Companies are already contributing to the training of experienced engineers through entry points such as Microsoft’s Quantum Development Kit.

But Brilliant and its partners Microsoft and X also provided students anywhere a quick way to get started in the field when the company first offered its Quantum Computing course to existing users in December.

Since then, 26,000 people have enrolled in the course, COO Ross says. Although Quantum Computing is classified as one of Brilliant’s advanced courses, students don’t need to be professional programmers to grasp the material. Brilliant suggests two of its courses as prerequisites: Linear Algebra and Computer Science Essentials.

Brilliant, founded in 2012, targets everyone from high school and college students to adults who just like to give their brains a workout. The company started offering courses such as “Probability’’ and “Physics of the Everyday’’ in late 2016. Now there are more than 40 courses, and subscribers can tap into them all for a yearly subscription of $120, or $10 a month. Other topics among the advanced courses include artificial neural networks and machine learning.

The Quantum Computing course is Brilliant’s first formal collaboration with industry partners, but the company has frequently worked with tech professionals on course design and writing, Ross says. Brilliant routinely makes the earliest unit of each of its courses available free online. But for now, it is providing open access to thirteen lessons of the 33-lesson Quantum Computing course for free.

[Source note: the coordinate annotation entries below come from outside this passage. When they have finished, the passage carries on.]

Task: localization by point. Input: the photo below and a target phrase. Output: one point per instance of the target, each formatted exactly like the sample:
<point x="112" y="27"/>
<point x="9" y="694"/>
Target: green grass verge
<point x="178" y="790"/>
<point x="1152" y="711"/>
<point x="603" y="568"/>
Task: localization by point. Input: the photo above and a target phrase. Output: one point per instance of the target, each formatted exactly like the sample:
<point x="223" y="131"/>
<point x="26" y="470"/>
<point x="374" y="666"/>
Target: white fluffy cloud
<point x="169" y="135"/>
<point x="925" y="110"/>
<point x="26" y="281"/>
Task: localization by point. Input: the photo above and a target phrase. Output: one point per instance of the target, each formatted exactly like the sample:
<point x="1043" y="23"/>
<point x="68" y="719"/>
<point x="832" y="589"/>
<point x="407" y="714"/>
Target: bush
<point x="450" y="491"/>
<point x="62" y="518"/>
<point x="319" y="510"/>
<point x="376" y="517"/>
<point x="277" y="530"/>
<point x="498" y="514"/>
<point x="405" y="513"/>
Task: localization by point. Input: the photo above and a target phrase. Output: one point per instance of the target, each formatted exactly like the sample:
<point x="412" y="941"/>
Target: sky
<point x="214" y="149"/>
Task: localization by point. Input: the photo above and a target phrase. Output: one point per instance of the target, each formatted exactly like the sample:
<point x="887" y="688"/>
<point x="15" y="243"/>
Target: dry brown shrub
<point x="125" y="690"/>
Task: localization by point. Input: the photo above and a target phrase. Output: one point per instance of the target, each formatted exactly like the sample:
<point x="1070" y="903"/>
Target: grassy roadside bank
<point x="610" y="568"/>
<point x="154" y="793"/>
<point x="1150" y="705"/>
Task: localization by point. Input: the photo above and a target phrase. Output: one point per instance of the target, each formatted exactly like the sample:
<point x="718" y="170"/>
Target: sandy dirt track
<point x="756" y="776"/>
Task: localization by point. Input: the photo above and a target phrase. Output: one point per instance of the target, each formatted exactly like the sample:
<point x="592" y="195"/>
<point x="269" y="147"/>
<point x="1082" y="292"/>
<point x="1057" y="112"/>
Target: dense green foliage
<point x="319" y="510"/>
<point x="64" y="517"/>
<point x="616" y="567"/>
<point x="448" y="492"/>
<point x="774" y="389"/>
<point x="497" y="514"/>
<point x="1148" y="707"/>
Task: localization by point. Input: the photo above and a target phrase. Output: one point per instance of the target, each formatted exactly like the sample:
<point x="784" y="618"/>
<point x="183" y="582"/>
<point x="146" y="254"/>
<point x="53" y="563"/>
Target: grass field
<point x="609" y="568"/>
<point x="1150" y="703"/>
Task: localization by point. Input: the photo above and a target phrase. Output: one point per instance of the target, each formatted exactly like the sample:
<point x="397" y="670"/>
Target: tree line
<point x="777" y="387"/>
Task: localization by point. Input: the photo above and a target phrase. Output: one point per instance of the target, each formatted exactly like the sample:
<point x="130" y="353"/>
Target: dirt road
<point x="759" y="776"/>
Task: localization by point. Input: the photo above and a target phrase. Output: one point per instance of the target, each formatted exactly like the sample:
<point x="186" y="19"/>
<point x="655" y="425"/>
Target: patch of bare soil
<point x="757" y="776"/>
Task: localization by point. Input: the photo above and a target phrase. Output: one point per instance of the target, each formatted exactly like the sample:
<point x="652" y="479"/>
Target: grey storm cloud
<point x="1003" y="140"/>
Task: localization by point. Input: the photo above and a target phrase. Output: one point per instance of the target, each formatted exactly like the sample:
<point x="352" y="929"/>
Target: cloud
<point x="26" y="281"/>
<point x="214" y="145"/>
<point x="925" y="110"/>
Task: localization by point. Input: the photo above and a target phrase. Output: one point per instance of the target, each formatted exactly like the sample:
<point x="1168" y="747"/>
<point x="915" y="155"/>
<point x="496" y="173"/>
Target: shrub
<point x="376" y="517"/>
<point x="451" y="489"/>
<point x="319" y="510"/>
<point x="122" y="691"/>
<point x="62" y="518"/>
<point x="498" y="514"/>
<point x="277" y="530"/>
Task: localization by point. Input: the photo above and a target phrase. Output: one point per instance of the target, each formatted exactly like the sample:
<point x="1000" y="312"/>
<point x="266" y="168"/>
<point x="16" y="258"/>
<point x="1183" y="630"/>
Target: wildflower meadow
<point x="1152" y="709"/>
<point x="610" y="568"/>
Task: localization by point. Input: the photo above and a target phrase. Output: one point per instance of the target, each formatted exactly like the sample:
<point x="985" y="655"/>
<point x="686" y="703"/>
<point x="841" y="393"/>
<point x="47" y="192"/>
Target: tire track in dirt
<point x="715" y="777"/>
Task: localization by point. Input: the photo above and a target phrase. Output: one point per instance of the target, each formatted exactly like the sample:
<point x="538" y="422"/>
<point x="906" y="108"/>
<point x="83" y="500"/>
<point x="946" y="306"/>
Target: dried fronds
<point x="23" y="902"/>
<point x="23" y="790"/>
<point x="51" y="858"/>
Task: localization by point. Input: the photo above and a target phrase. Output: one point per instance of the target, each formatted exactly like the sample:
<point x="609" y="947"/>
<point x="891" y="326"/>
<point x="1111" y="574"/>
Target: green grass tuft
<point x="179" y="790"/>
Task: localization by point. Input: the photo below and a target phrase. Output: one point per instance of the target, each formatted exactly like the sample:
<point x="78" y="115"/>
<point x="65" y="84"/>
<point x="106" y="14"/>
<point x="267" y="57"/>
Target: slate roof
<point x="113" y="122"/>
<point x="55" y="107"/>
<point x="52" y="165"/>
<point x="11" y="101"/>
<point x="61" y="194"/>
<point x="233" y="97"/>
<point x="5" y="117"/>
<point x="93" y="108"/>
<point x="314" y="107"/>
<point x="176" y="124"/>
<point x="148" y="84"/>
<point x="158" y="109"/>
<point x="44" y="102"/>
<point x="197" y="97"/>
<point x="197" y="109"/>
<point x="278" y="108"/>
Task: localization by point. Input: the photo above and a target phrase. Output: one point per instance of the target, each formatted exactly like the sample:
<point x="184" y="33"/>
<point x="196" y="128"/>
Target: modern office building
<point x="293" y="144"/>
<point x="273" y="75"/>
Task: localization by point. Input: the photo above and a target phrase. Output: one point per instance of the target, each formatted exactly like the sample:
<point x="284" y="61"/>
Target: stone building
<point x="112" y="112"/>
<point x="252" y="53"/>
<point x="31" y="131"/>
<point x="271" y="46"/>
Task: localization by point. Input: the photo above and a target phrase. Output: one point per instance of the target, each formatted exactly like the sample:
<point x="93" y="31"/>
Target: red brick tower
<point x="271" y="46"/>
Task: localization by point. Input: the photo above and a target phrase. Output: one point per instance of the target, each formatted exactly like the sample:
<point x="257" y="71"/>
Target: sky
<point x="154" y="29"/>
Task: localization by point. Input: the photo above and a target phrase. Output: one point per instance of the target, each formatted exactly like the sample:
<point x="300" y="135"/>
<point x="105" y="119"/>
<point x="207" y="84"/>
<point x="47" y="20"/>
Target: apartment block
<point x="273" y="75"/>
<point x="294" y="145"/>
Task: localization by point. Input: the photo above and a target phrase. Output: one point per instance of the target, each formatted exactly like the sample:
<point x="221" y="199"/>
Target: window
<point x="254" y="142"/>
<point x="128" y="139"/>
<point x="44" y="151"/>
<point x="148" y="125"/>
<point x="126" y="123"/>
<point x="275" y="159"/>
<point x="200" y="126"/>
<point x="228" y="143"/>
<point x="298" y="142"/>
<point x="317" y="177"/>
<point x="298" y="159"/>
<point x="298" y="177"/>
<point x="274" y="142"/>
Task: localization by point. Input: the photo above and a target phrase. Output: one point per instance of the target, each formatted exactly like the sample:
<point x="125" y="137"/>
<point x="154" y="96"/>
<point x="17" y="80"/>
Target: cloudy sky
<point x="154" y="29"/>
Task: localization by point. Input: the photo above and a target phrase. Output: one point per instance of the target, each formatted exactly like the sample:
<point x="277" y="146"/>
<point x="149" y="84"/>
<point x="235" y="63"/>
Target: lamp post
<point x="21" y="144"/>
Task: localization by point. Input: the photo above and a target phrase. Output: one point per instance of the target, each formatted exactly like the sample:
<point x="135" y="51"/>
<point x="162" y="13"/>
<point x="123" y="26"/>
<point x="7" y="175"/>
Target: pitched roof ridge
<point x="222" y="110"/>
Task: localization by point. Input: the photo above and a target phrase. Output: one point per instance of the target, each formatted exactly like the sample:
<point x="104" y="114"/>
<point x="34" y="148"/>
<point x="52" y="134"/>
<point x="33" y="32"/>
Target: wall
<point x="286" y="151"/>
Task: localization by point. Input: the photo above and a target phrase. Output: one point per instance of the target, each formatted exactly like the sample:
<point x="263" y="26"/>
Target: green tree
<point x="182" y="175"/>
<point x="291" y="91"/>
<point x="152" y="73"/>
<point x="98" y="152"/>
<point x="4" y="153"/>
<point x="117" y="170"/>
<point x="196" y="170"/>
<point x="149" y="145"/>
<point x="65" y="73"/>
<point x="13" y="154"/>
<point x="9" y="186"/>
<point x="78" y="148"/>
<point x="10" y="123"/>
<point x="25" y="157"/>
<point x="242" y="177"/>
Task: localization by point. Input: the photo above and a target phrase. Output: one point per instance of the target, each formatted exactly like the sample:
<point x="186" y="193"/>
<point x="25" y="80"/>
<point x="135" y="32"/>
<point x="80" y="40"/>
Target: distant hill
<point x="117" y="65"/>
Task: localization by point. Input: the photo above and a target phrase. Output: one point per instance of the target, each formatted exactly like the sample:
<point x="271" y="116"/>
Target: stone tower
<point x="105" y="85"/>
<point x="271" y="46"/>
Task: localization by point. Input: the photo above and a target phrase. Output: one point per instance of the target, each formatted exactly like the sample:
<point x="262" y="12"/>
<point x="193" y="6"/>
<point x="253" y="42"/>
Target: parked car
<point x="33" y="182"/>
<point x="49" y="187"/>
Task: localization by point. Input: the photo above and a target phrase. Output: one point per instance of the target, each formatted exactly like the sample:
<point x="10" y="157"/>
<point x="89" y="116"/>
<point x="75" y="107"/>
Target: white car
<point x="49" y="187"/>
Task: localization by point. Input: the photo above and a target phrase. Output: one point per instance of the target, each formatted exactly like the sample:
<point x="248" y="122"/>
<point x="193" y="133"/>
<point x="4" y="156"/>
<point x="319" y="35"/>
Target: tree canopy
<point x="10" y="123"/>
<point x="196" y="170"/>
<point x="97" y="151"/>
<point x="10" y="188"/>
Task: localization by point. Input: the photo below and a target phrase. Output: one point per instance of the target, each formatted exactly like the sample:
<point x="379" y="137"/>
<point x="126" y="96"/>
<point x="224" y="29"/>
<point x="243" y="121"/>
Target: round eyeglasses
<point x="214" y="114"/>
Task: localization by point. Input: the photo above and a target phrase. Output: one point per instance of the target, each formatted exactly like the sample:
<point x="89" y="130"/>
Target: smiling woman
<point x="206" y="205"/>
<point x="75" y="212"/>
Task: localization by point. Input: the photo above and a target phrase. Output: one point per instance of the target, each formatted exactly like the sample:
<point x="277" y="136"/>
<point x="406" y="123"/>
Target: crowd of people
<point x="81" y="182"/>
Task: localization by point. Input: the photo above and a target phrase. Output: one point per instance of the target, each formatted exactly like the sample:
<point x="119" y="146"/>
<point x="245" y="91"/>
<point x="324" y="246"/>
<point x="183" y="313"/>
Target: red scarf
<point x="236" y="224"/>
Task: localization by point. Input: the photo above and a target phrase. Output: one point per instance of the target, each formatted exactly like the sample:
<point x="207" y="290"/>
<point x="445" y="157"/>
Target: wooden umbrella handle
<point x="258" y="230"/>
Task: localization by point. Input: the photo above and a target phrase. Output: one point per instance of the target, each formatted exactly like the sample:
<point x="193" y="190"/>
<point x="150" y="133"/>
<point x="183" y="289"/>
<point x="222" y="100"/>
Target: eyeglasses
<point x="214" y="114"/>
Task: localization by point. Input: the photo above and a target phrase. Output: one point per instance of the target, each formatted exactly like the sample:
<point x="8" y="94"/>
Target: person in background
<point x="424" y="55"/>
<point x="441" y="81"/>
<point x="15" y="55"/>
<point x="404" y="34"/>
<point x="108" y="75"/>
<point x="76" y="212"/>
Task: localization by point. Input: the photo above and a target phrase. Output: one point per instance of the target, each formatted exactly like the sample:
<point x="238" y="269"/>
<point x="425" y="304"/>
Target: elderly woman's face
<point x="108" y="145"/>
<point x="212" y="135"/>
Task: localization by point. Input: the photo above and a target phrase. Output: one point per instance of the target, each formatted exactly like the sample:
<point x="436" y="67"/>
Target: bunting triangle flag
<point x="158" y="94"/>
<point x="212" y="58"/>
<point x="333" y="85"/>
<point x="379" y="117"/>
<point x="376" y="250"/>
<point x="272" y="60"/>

After finishing the Quantum Computing course, students can proceed to take two of Brilliant’s related advanced courses: Quantum Objects and Computational Biology. The biology course covers the art of creating algorithms that can help predict the three-dimensional shape and structure of biological molecules from a knowledge of their DNA sequences. The structure of a biological molecule is key to understanding how well it may function as a drug or a catalyst.

Though the Quantum Computing course was quietly launched for Brilliant’s more than 8 million existing users in December, a recent Microsoft blogpost about the project was part of a more public debut.

Microsoft says its engineers worked with Brilliant to integrate its Q# quantum programming language into a coding environment that students can use through their browsers.

“For the first time, without installing a new development environment, programmers can try out quantum algorithms for themselves and learn how they can be applied to their own work,’’ the blogpost says.

The Q# language is also integrated with the classical programming language Python, giving Brilliant’s students a taste of the hybrid computing methods that will be used in the near-term period while quantum computing is still in its early stages of development. Classical computers could operate conventionally, but also call on quantum hardware to solve particularly hard problems, Microsoft says.

‘’By the end of this course, students will appreciate how a difficult classical problem can be translated into a quantum representation, and experiment with the reality of quantum computation,’’ the Microsoft blogpost states.

Brilliant’s other goal is to speed up the development of quantum computing by expanding the workforce of knowledgeable people.

“The course aims to grow the number of people who understand this field from (a) few thousands to the hundreds of thousands,’’ the company says.